Wie steht es mit dem Verhältnis islamischer Theologie und Justiz zum Verfassungsstaat? Eine exzellente Studie gibt dazu wertvolle Anhaltspunkte und auch Grund zur Ernüchterung.

          Die Frage nach der möglichen Integration der mehr als drei Millionen Muslime, die in Deutschland leben, in unsere staatliche und gesellschaftliche Ordnung, wird immer dringlicher. Wie groß sind die Chancen für eine solche Integration, wie groß sind die damit verbundenen Risiken, und welche Wege sind einzuschlagen?

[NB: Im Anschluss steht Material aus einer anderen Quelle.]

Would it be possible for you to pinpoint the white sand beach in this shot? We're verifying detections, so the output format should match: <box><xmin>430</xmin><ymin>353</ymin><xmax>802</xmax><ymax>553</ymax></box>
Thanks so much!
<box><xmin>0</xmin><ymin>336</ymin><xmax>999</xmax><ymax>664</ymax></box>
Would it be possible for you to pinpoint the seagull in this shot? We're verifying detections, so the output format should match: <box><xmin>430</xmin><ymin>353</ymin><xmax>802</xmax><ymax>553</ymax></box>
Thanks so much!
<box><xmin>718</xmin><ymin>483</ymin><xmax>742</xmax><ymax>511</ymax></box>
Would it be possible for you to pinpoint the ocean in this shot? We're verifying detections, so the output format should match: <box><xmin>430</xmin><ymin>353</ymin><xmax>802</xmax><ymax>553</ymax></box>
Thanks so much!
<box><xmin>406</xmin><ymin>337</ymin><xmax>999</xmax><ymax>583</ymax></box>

          Neben vielen praktischen Fragen sozialer, kultureller, bildungspolitischer Art, die sich hier stellen, ergeben sich auch prinzipielle Probleme. Eines von ihnen ist die immer wieder kontrovers diskutierte Vermittelbarkeit der Religion des Islams mit den Grundsätzen des freiheitlichen Verfassungsstaates. Hier stehen sich verschiedene Ansichten gegenüber. Einige setzen auf einen Euro-Islam, der die Position einer notwendigen Einheit von Religion und Staat hinter sich lasse und deshalb gefördert werden müsse; andere erwarten, dass der Islam in seinem Verhältnis zum säkularen, religiös-neutralen Staat eine analoge Entwicklung durchmache wie die christlichen Kirchen, die die volle Religionsfreiheit schließlich anerkannten; wieder andere gehen von der Unfähigkeit des Islams zu einer solchen Entwicklung aus und fordern Abstandnahme von vergeblichen Integrationsbemühungen.

          Tiefliegende theologische Denkmuster

          Welche dieser Einschätzungen hat mehr für sich? Um dies zu beurteilen, bedarf es der näheren Befassung und Auseinandersetzung mit der Religion und den theologischen Denkmustern des Islams selbst. Man findet eine solche Auseinandersetzung in einer in Bern entstandenen Dissertation, die ihren Gegenstand umsichtig und unvoreingenommen behandelt.

          Die perfekte Kenntnis des Arabischen ermöglicht dem Autor Lukas Wick dabei den Umgang mit Texten in der Originalsprache. Sie sollen ihm Aufschluss darüber geben , inwieweit eine Versöhnung der Religion des Islams mit dem freiheitlichen Verfassungsstaat möglich erscheint und erwartet werden kann. Dafür kommt es nach Wick entscheidend weder auf den politischen Islamismus an noch auf die islamischen Intellektuellen, die sich vorwiegend in Europa artikulieren, sondern auf die Theologie im Islam, also die theologischen Schulen, die gerade in den Staaten des Vorderen Orients und weit in die muslimische Bevölkerung hinein Wirksamkeit entfalten.

          Nach dem Beispiel christlicher Kirchen?

          Der Autor stützt sich auf das Konzept des freiheitlichen Verfassungsstaates, der eng mit der Säkularisierung der politischen Ordnung verbunden ist. Zu ihm gehören auch die grundsätzliche Trennung von Religion und Staat, die Anerkennung menschenrechtlich fundierter Religionsfreiheit, welche die negative Religionsfreiheit als Abkehr vom bis dahin ausgeübten Glauben einschließt, sowie weitere Freiheitsrechte. Im Hintergrund steht dabei, wie christliche Kirchen auf dieses Konzept des Verfassungsstaates reagierten: ein Prozess, der von entschiedener Abwehr, insbesondere von Seiten der katholischen Kirche, zu einer zunächst pragmatischen, dann auch doktrinellen Neuorientierung führte.